In a time of creating walls and borders, Berlin is breaking walls to bring creative and young people to open their businesses. Throughout the years the city has been destroyed and reinterpreted. Today, there are space and freedom for foreigners to be successful. Incredible locations that were previously destroyed and emptied such as industrial venues, spy buildings, factories, and breweries gave time to new cafés, bistros and restaurants. The city is young and full of life (and not only at night time).
Terroir Berlin - which happened on the 15th and 16th of May - came at the right time. The symposium and collaborative dinner that put together internationally acclaimed chefs like Amanda Cohen, Mark Best or Matt Orlando with local chefs such as Victoria Eliasdottir, Lode van Zuylen or Dylan Watson proved that the city is bubbling and vibrant. There is a sense of community in the Berlin food scene: chefs and restaurateurs are sharing producers and local products, and most of all knowledge.

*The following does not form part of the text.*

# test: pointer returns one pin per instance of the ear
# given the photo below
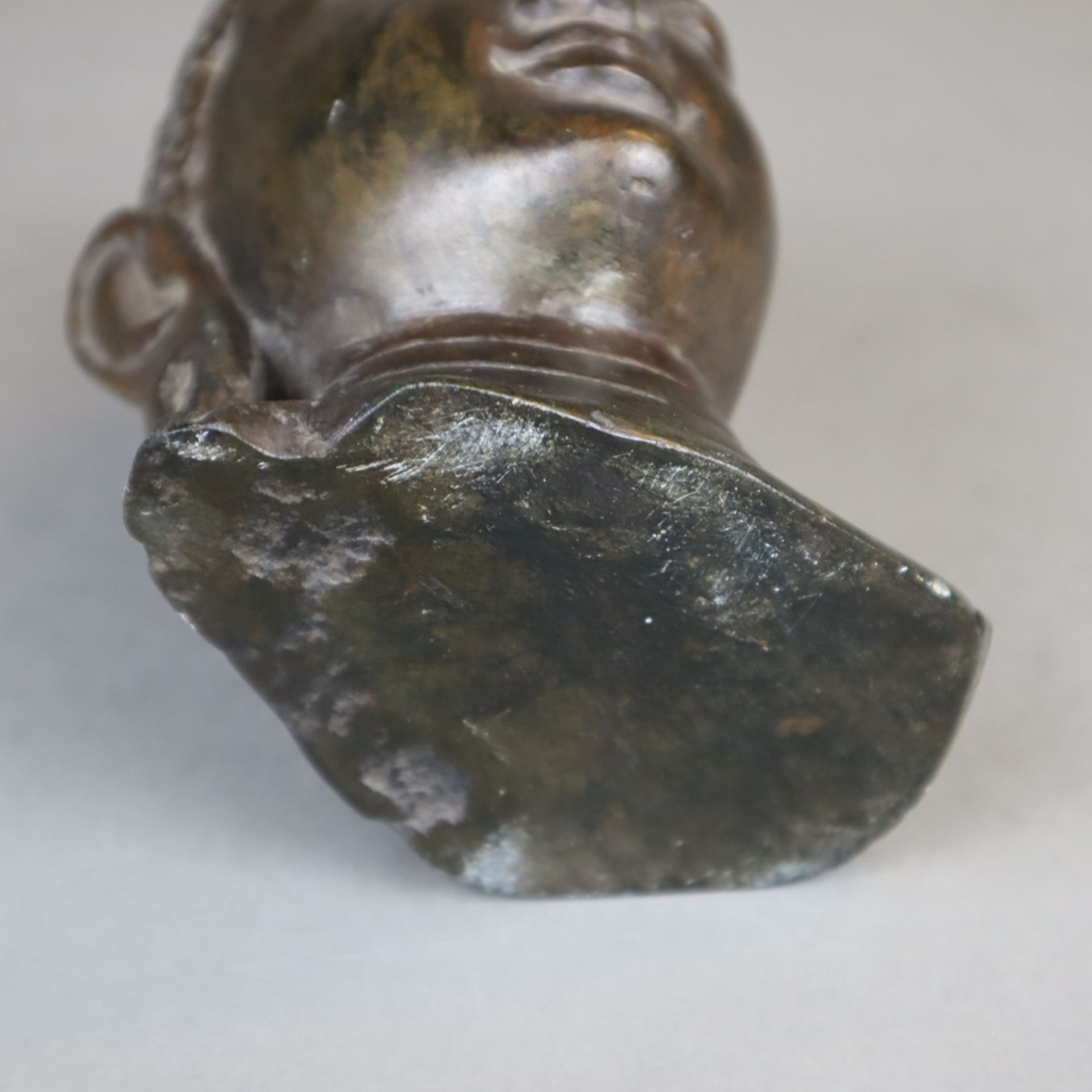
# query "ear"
(149, 318)
(129, 291)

According to Stefanie Rothenhöfer from the Food Entrepreneurs Club, Berlin has now 26 Michelin stars as well as food markets, cafés and places for all budgets. “Berlin is building its culinary identity and is no longer the poor but sexy city”, says Stefanie. Billy Wagner confirms. The owner and sommelier at Nobelhart und Schmutzig, one of the most applauded restaurants in the city explains that there is now a “face to Berlin and Berliners are no longer imitators of other cuisines”.
Pack your bags. Berlin is right around the corner of a great food experience.